College of Southern Idaho’s proposal is now before the Council on Academic Affairs and Programs, a working group for the Instruction, Research, and Student Affairs Committee of the Idaho State Board of Education. IRSA would make a recommendation to the board. While the law permits the bachelor’s degree proposal, the State Board doesn’t yet have a policy in place, said Mike Keckler, the board’s chief communications officer.
“The board has instructed staff to conduct a policy review to determine what needs to change in the current policy,” Keckler said. He added board staff is checking to see if CSI’s proposal creates a conflict or duplicates offerings.
CSI, College of Western Idaho and North Idaho College all appeared before the Idaho State Board of Education April 19 to discuss conferring bachelor’s degrees on the community college level, though only CSI is moving forward at this time.
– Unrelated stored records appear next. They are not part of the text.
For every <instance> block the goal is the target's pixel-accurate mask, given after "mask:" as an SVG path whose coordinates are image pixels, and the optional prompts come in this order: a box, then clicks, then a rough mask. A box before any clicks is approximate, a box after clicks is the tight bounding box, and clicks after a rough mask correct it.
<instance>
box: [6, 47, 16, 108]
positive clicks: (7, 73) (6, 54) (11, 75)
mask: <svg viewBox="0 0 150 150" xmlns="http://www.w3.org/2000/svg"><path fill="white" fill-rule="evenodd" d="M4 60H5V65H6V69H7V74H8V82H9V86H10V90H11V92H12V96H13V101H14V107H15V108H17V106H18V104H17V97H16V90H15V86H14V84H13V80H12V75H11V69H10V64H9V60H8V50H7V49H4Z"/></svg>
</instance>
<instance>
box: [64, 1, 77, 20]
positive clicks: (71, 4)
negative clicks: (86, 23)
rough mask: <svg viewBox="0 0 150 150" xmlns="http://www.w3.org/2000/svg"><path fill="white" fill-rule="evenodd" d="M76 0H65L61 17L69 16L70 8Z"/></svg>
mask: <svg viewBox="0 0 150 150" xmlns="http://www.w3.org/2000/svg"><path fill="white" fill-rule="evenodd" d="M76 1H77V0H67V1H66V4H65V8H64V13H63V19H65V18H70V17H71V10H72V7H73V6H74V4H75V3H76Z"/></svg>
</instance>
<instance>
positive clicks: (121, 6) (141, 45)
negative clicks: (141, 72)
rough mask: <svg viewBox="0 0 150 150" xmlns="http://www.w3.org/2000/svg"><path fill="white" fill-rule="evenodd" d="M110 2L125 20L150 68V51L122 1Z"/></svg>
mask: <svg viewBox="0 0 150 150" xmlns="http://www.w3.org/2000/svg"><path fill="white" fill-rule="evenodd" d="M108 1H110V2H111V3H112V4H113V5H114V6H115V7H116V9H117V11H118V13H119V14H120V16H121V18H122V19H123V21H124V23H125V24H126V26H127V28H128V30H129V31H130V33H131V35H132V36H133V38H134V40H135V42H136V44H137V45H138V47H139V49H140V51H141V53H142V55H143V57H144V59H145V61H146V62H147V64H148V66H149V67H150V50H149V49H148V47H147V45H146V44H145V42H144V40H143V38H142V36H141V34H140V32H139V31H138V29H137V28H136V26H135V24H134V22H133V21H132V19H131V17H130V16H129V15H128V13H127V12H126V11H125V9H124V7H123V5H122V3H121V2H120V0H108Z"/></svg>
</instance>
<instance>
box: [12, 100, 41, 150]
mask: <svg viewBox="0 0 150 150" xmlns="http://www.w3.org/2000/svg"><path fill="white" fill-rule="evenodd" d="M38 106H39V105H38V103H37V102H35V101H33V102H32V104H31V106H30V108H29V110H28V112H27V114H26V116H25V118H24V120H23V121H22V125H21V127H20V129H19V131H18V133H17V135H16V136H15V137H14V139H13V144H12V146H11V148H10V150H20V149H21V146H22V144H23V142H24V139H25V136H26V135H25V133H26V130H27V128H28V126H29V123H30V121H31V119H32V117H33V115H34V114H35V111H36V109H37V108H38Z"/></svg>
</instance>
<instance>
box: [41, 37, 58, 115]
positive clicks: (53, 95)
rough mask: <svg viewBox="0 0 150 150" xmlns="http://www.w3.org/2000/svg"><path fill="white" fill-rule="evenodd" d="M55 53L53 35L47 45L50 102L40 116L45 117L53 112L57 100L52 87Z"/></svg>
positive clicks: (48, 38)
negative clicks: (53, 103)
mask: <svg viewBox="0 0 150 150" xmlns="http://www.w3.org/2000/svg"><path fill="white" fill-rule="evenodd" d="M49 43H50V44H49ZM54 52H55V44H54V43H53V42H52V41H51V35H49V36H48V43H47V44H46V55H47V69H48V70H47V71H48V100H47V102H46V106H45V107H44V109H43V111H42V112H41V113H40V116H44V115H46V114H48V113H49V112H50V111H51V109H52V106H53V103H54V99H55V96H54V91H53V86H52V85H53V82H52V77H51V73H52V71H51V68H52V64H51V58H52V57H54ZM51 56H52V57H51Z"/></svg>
CWI has a bachelor’s degree transfer center and an extensive relationship with nearby Boise State University. The Nampa-based community college has no plans at this time to pursue offering bachelor’s degrees, but supports CSI’s efforts, spokesman Ashley Smith said.
North Idaho’s most recent three-year academic plan indicates it will pursue offering bachelor’s degrees, possibly in diesel technology, applied business management, network security administration, and nursing, College President Rick MacLennan said in a statement. It hasn’t proposed anything specific to the State Board, said MacLennan.
About 164 miles to the south in Elko, Great Basin College, a community college, is attracting more graduating high school students and people in the workforce with its broad array of bachelor’s degrees, especially recent additions in English and biological sciences, college spokeswoman Kayla McCarson said.
“We are beginning to see more high school seniors who are choosing Great Basin College with the goal to attend graduate or professional school upon graduation from Great Basin,” McCarson said. “Bachelor’s degrees like the B.A.S in Management and Supervision is a degree pursued by many students who already maintain full-time positions who wish to advance in their respected fields, or advanced to professional positions that are otherwise hard to fill without qualified applicants in rural Nevada.”